Checking connectivity... done.
hdclient@ztg-client:~$
We now have the ~/aerospike-hadoop
with the connector code in
hdclient
at ztg-client
.
Build using Maven
hdclient@ztg-client:~$ cd ~/aerospike-hadoop
hdclient@ztg-client:~/aerospike-hadoop$ mvn clean package
[INFO] Reactor Summary:
[INFO]
[INFO] aerospike-mapreduce ............................... SUCCESS [9.316s]
[INFO] sampledata ........................................ SUCCESS [8.747s]
[INFO] word_count_input .................................. SUCCESS [9.411s]
[INFO] aggregate_int_input ............................... SUCCESS [7.161s]
[INFO] word_count_output ................................. SUCCESS [7.741s]
[INFO] session_rollup .................................... SUCCESS [7.102s]
[INFO] generate_profiles ................................. SUCCESS [7.740s]
[INFO] external_join ..................................... SUCCESS [7.260s]
[INFO] spark_session_rollup .............................. SUCCESS [20.529s]
[INFO] aerospike-hadoop-examples ......................... SUCCESS [0.001s]
[INFO] aerospike-hadoop-parent ........................... SUCCESS [0.001s]

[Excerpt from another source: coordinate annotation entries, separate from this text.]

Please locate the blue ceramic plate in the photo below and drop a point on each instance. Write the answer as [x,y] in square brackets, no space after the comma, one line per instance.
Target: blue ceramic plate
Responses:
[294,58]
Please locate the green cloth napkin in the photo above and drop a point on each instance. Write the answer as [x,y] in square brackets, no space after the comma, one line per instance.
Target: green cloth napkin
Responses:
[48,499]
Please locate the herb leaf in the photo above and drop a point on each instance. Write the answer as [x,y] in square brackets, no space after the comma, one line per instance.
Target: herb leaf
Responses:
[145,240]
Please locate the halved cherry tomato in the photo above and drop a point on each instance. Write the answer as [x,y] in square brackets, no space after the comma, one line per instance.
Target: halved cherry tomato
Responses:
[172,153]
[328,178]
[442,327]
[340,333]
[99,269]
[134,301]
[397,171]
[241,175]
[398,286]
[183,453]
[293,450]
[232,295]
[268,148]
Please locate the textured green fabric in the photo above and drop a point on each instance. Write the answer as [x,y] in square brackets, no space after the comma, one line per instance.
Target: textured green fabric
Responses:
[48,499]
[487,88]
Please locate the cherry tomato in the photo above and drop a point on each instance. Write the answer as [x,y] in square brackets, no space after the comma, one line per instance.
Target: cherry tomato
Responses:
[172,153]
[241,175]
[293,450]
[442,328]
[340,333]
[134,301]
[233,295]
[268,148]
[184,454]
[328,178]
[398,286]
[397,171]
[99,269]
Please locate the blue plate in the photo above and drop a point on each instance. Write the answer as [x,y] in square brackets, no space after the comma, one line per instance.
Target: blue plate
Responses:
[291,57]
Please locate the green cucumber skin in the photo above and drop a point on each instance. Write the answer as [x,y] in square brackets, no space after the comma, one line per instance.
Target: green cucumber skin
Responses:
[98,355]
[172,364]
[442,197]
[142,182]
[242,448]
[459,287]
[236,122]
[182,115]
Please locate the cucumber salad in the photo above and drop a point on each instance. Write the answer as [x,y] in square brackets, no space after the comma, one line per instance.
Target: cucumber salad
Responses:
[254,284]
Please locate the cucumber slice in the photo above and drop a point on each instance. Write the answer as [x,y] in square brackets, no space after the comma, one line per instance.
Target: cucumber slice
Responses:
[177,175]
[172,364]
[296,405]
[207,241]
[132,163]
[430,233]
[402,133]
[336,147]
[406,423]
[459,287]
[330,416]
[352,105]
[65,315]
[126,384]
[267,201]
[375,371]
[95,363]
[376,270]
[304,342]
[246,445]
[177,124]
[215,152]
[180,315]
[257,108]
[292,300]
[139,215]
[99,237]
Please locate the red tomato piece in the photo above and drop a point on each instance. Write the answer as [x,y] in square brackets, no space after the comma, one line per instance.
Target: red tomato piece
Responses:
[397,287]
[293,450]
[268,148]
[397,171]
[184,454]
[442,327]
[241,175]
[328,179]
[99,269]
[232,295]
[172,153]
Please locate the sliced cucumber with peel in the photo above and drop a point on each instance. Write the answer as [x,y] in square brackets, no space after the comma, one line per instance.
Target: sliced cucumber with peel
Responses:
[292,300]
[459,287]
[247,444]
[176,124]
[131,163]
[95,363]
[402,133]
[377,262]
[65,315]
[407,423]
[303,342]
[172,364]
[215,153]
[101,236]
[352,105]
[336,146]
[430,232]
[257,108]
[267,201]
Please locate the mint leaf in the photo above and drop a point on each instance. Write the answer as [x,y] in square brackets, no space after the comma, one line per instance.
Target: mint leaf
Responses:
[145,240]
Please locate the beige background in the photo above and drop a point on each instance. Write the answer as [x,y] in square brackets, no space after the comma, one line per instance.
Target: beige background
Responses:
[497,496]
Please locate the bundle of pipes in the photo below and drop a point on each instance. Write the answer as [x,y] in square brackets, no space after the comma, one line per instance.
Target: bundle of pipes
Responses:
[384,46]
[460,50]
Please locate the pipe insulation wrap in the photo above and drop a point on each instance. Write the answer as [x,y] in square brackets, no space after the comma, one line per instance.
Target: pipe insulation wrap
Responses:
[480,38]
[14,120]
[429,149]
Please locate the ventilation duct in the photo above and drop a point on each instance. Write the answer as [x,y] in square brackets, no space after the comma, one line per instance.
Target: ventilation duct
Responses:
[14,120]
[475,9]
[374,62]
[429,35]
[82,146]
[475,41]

[INFO] ------------------------------------------------------------------------
[INFO] BUILD SUCCESS
[INFO] ------------------------------------------------------------------------
[INFO] Total time: 1:25.184s
[INFO] Finished at: Mon Jun 29 04:51:09 PDT 2015
[INFO] Final Memory: 148M/502M
Alternatively you can use gradle
that runs on top of maven
to build
individual packages.
hdclient@ztg-client:~/aerospike-hadoop$ ls
build.gradle gradlew mapreduce sampledata WORLDCUP_FILELIST
examples gradlew.bat pom.xml settings.gradle
gradle LICENSE README.md TODO.md
hdclient@ztg-client:~/aerospike-hadoop$ ./gradlew :mapreduce:jar
Downloading http://services.gradle.org/distributions/gradle-1.11-bin.zip
.....
Unzipping /home/hdclient/.gradle/wrapper/dists/gradle-1.11-bin/4h5v8877arc3jhuqbm3osbr7o7/gradle-1.11-bin.zip to /home/hdclient/.gradle/wrapper/dists/gradle-1.11-bin/4h5v8877arc3jhuqbm3osbr7o7
Set executable permissions for: /home/hdclient/.gradle/wrapper/dists/gradle-1.11-bin/4h5v8877arc3jhuqbm3osbr7o7/gradle-1.11/bin/gradle
Download http://repo1.maven.org/maven2/org/sonatype/sisu/inject/cglib/2.2.1-v20090111/cglib-2.2.1-v20090111.pom
Download http://repo1.maven.org/maven2/org/sonatype/sisu/inject/cglib/2.2.1-v20090111/cglib-2.2.1-v20090111.jar
:mapreduce:compileJava
:mapreduce:processResources UP-TO-DATE
:mapreduce:classes
:mapreduce:jar
BUILD SUCCESSFUL
Total time: 2 mins 51.503 secs
hdclient@ztg-client:~/aerospike-hadoop$
We are now ready to test the examples on our Apache Hadoop cluster.